Kerry chefs two days a week, and staffs the counter on a Friday. She usually has two days off - although does paperwork at home.

She's trying to ease back, saying she wants to do more of "the PR", the chatting to customers and helping when staff need her.

She's not ruling out another venture one of these days.

In the meantime a large, successful cafe spins her wheels.

"I know it sounds egotistical. I keep striving to keep a little bit ahead all the time. I go to cafes all over the North Island and our food is astronomical for what we do."


Vacherin (vash-er-ran)

Kerry Vosseler says this is an easy Christmas Day dessert that can be prepared ahead of time. It serves eight on its own or 12 with other desserts.



4 egg whites

250g caster sugar

1/2 tsp cinnamon

100g ground hazelnuts

(Roast hazelnuts till you can smell roasted nut smell/cool and rub off skins/grind in food processor or roll in plastic bag with rolling pin)


1/2 tsp instant coffee

1 Tbsp soft brown sugar

300ml cream

Heat oven to 150 degrees Celsius or 130C on fan bake.

Whisk egg whites, add 1 Tbsp caster sugar and beat for 30 seconds. Sift in remaining sugar and cinnamon, and gently fold through egg whites with the nuts.

Spread on to two sheets of nonstick baking paper, divided into two 20cm circles (you can draw the circles on the paper before you start).

Bake for 1 to 11/4 hours.

To make the filling, mix coffee and sugar with 1 Tbsp hot water and cool.

Whip the cream and as it starts to thicken add the coffee mix and keep beating till thick.

Sandwich the two meringue discs together with the cream.
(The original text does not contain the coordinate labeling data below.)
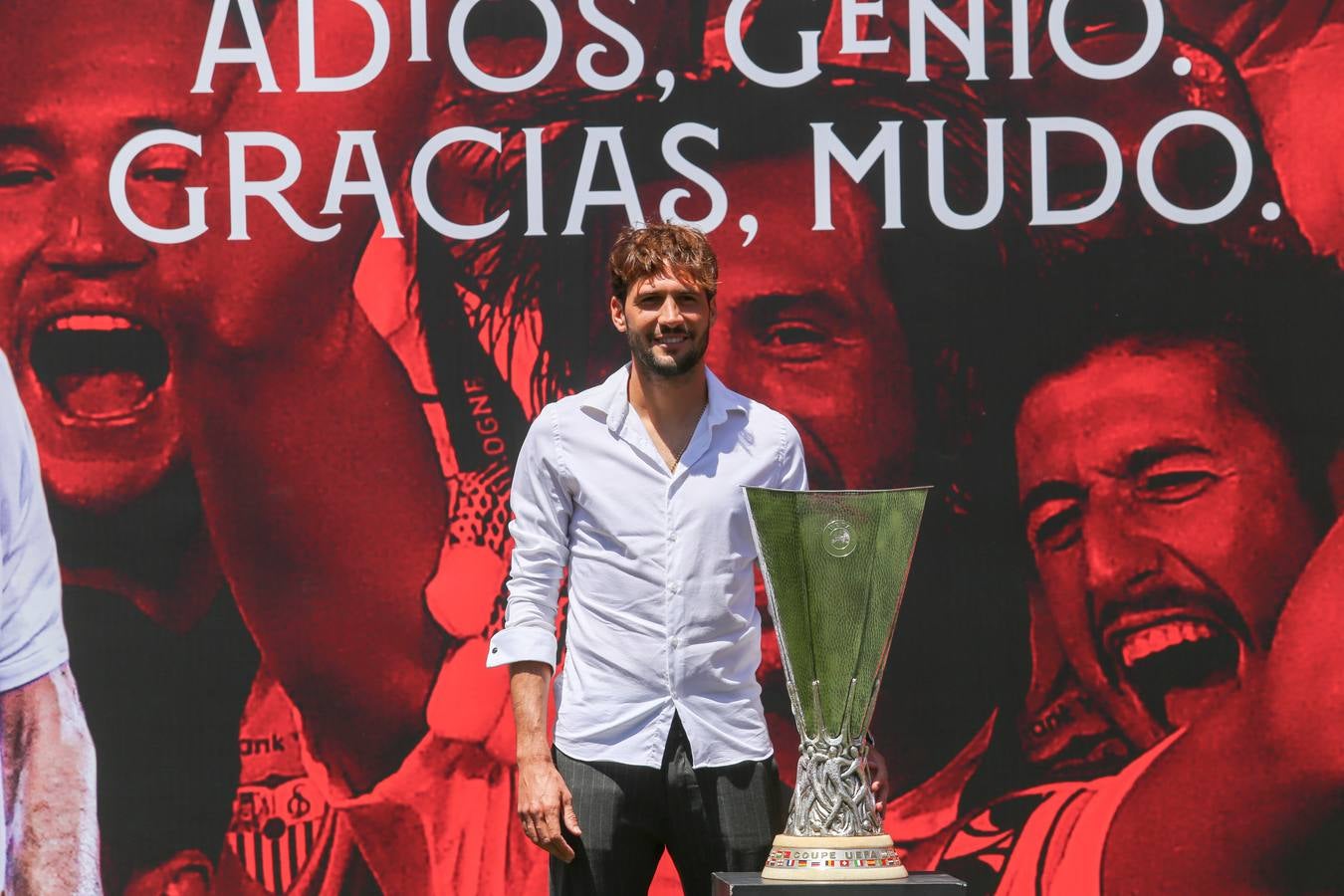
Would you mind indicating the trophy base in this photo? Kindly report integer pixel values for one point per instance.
(833, 858)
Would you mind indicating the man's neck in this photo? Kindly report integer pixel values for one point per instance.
(668, 399)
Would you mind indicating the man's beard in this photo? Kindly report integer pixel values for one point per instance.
(642, 352)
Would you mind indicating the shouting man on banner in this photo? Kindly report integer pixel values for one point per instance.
(636, 487)
(1176, 438)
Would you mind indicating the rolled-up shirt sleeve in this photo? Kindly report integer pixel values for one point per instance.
(33, 638)
(542, 506)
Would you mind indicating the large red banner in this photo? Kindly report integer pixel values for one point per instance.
(285, 281)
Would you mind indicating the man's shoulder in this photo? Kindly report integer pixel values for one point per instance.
(759, 415)
(588, 402)
(765, 419)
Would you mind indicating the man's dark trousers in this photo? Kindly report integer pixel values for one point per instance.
(707, 818)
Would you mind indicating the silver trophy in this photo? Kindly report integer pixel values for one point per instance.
(835, 568)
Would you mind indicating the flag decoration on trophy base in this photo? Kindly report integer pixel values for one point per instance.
(835, 567)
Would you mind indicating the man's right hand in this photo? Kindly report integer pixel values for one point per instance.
(544, 804)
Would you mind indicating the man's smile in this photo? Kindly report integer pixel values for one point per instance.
(1175, 654)
(97, 365)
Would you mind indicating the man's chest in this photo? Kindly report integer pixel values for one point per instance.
(628, 501)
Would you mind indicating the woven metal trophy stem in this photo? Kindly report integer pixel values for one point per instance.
(835, 568)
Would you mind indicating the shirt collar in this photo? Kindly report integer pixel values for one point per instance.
(613, 399)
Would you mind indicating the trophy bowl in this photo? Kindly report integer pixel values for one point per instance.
(835, 567)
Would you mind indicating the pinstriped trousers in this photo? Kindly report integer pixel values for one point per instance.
(707, 818)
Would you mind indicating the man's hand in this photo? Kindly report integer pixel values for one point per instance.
(544, 804)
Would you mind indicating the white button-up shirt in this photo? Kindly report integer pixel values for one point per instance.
(661, 615)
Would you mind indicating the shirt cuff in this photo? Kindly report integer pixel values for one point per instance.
(519, 645)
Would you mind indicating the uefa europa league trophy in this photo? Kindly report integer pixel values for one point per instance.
(835, 567)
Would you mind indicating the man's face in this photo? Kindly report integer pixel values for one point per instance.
(665, 322)
(809, 327)
(1166, 523)
(87, 348)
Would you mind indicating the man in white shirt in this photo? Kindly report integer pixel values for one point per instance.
(636, 487)
(46, 753)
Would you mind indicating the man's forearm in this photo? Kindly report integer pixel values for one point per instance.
(49, 784)
(530, 685)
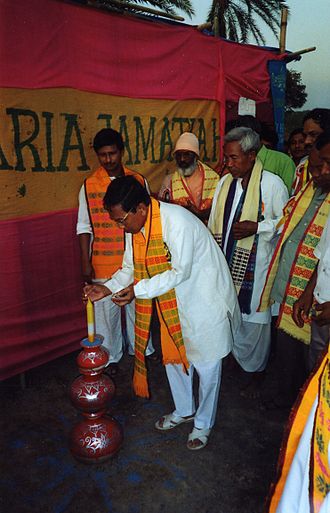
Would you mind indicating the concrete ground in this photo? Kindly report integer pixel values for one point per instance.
(154, 472)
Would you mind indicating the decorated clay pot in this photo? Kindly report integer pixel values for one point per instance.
(94, 440)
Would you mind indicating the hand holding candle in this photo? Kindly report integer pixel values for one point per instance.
(90, 320)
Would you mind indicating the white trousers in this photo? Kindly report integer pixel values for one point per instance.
(108, 324)
(181, 385)
(252, 346)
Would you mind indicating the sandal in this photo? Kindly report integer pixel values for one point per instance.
(170, 421)
(200, 435)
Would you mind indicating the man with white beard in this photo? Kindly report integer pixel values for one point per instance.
(193, 184)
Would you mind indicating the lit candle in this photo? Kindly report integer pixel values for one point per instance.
(90, 320)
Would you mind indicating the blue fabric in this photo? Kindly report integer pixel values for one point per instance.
(277, 73)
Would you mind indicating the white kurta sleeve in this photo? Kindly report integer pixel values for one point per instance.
(124, 276)
(83, 223)
(276, 200)
(179, 238)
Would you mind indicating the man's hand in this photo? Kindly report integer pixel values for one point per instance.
(244, 229)
(124, 296)
(95, 292)
(87, 272)
(322, 316)
(302, 307)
Very gently wrap in foil and freeze flat.

Defrost 3 hours before needing (keep in the fridge).

Sprinkle with icing sugar, and if you like, pipe on cream rosettes and decorate with strawberries or chopped nuts.

Baked Salmon

Can be prepared the day before and held in the fridge then cooked on the day. This is great for dinner parties.


Side of salmon - 200g per person or 100g if serving with other meats

Basil or tomato pesto

Red onion


Lemon juice


Black pepper & salt


Spread salmon with basil or sundried tomato pesto mixed with thinly sliced red onion. Scatter over tomato wedges, squeeze over lemon juice and add lots of black pepper, salt and parsley.

Preheat the oven to 200 degrees Celsius and bake the salmon for 15-25 minutes. (Depending on how well done you like it - after 15 minutes it's still opaque, after 25 mins it's cooked through).

Lie the side of salmon on a sheet of baking paper then on a double layer of foil and bake uncovered in the oven.